Art: Books about end of life. One of them is Lucid Dying by Sam Parnia. It’s a look at attempts made to resuscitate individuals. Parnia documents the new methods in use with cardiopulmonary resuscitation that may result in successful outcomes after extended amounts of time. He also speculates about the experiences that several individuals have had after they have been declared dead and were then resuscitated.
Another book is How to Make a Killing: Blood Death in Dollars in American Medicine by Tom Mueller.
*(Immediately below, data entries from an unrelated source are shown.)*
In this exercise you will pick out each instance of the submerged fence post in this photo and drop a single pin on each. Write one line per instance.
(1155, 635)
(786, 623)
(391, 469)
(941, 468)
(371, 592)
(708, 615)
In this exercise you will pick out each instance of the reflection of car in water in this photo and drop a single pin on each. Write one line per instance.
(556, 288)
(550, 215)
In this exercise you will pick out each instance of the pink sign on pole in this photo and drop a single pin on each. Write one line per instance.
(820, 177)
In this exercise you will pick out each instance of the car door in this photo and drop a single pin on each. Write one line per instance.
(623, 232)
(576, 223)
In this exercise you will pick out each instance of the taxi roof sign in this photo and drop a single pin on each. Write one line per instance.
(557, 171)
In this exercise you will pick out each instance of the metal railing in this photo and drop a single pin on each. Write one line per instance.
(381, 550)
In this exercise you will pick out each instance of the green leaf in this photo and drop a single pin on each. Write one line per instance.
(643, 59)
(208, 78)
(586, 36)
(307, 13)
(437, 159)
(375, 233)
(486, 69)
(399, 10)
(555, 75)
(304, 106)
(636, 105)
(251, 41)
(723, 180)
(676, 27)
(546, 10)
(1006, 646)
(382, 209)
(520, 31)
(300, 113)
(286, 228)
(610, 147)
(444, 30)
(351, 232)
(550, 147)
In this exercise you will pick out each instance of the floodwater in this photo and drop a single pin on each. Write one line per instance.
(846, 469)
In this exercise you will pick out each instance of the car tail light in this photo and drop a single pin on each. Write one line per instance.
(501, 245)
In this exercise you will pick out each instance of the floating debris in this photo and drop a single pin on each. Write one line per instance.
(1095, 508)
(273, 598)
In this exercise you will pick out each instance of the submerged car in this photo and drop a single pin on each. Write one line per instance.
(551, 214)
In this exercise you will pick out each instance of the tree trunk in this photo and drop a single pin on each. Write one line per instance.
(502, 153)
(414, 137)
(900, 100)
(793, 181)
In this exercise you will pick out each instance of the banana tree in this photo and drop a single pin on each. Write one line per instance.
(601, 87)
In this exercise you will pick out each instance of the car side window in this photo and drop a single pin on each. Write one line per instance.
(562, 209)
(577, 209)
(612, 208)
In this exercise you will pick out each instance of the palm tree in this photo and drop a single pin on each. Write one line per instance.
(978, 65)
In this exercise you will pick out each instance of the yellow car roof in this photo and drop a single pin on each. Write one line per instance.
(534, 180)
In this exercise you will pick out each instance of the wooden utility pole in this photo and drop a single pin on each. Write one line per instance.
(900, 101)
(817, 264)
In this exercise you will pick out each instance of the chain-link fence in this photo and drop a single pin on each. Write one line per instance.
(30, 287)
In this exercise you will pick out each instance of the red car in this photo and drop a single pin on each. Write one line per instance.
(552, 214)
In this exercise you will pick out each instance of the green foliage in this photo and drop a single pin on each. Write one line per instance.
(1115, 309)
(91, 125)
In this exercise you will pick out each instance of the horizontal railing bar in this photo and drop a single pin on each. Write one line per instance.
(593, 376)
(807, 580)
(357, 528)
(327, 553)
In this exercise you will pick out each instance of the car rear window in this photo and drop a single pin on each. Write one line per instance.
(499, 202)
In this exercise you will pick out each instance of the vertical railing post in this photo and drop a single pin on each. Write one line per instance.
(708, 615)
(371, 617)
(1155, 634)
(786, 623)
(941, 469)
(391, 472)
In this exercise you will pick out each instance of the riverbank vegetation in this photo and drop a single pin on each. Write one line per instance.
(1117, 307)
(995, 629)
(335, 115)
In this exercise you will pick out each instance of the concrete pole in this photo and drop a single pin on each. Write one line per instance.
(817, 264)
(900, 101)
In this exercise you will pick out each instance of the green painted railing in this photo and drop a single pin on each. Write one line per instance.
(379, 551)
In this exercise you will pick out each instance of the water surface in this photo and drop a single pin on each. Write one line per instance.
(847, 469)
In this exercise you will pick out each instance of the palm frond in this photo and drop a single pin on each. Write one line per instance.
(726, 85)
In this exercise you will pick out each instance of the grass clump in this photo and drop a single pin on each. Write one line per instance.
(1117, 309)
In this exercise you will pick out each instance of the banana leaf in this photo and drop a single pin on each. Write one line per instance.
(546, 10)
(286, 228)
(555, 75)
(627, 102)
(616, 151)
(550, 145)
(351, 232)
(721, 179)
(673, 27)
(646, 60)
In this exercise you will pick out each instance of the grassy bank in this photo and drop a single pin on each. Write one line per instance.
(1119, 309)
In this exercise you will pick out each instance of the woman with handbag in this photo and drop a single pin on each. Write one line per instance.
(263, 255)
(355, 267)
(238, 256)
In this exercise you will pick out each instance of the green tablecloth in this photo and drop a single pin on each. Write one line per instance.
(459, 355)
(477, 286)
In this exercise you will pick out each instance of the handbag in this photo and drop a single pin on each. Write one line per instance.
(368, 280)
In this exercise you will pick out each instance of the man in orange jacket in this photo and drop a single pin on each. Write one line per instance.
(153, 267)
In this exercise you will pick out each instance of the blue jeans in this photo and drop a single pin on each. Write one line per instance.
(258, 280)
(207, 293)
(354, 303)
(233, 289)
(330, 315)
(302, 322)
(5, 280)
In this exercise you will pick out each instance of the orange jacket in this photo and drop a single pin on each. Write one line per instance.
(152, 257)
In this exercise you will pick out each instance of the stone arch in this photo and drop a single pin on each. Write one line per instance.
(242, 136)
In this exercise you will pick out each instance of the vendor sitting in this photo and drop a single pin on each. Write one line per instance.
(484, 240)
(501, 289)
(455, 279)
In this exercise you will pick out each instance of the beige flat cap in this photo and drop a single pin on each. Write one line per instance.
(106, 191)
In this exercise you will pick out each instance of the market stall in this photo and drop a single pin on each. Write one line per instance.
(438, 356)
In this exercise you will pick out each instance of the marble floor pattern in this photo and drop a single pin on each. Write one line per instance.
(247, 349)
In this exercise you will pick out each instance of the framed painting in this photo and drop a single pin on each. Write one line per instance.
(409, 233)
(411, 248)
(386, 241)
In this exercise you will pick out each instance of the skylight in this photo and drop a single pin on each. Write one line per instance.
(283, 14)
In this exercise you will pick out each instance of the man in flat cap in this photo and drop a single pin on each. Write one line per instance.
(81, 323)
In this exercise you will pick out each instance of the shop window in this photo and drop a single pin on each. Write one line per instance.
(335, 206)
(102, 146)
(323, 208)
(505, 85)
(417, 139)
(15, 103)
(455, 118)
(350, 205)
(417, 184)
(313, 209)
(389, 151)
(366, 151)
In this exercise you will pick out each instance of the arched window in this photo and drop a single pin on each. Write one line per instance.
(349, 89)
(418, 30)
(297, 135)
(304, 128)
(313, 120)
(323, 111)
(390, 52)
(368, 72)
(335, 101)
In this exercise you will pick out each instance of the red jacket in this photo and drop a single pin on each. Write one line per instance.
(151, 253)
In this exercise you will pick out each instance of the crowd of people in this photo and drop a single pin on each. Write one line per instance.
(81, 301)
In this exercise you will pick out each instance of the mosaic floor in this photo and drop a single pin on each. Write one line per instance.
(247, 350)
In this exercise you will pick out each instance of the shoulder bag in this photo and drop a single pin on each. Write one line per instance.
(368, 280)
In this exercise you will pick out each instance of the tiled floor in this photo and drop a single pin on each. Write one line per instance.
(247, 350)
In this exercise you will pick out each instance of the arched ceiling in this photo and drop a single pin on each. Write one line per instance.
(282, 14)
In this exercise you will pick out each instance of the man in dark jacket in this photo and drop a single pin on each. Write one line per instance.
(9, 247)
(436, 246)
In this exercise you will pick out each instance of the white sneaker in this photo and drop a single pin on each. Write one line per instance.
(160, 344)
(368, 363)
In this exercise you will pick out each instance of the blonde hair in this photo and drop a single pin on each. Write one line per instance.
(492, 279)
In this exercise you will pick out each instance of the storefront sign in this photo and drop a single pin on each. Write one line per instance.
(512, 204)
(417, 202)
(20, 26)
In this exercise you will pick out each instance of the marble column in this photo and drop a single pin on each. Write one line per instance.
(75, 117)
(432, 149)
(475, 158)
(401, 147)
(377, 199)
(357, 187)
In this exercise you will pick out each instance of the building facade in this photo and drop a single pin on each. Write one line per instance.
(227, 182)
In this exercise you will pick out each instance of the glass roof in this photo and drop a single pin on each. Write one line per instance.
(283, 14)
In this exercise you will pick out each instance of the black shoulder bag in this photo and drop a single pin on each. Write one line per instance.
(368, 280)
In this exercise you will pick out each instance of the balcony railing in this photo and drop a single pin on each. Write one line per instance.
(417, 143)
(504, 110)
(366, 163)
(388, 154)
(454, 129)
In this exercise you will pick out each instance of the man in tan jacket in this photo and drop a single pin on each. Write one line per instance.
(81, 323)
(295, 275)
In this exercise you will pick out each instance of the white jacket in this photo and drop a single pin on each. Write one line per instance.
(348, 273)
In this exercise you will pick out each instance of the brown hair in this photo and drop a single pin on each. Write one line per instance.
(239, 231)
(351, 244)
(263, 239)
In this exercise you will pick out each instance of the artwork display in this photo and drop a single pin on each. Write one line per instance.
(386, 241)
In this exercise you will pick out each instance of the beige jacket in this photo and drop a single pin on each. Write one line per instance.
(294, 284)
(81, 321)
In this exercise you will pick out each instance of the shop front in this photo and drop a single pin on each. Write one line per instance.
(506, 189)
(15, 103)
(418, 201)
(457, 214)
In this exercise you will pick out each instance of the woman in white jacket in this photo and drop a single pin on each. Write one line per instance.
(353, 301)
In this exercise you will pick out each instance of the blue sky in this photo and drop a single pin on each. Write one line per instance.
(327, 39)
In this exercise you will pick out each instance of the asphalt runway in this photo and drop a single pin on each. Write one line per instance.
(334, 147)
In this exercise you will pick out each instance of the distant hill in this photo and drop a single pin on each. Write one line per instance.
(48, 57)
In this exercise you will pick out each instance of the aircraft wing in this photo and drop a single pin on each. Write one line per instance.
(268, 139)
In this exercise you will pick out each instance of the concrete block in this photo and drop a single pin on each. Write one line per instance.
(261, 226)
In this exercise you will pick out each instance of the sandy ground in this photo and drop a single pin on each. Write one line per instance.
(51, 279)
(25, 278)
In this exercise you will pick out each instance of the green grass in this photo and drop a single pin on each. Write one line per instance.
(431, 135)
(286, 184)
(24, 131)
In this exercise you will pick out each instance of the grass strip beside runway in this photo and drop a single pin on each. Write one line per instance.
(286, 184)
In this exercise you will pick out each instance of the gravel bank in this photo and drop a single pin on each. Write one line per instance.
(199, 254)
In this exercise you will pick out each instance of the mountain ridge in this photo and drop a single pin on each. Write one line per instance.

It’s about the for-profit dialysis industry. There’s a recent study showing that for elderly patients, dialysis adds an average of about 77 days of life. You may say, “Oh, my gosh! That’s two and a half months. That’s so wonderful.” Well, it is and it’s not. It’s not futile, but there’s a high price to be paid for those people at the end of their lives. Patients and families may not deem that the remaining time, a significant amount of which is taken up by dialysis, is worth it. But dialysis is a for-profit industry, and there is every incentive to provide it because it’s paid for. I think clinicians should rethink any automatic recommendation of dialysis at the end of life. It’s not always “well, it can’t hurt,” because it can affect the quality of life in those days. And the mere fact that it’s being provided for and paid for by the federal government doesn’t make it necessarily a good choice.
The third book I’m reading is We All Want Impossible Things by Catherine Newman, a novel about the friendship of two women at the end of life. It’s a very moving depiction of these lifelong friends as one woman is entering hospice. I really like the title because I think it’s a motto for bioethics in general. We all want impossible things. But we can’t always provide them.
Vardit: That’s a great way to end. But I have one more question. If you had one sentence to give advice to a junior bioethicist today, what would it be?
Art: Don’t be afraid to reach out to scholars in the field to find mentors. Your mentor may lie outside of your institution or your smaller group of people in school. Reaching out and connecting across institutions and even across countries can be extremely helpful.
Vardit: Talking about mentorship is a beautiful way of bringing us back to the MCW-Bioethics listserv. That was a place of networking and connection for me as a junior scholar. It opened a lot of doors. So, I’ll end by thanking you again for creating MCW-Bioethics and for being our inaugural guest.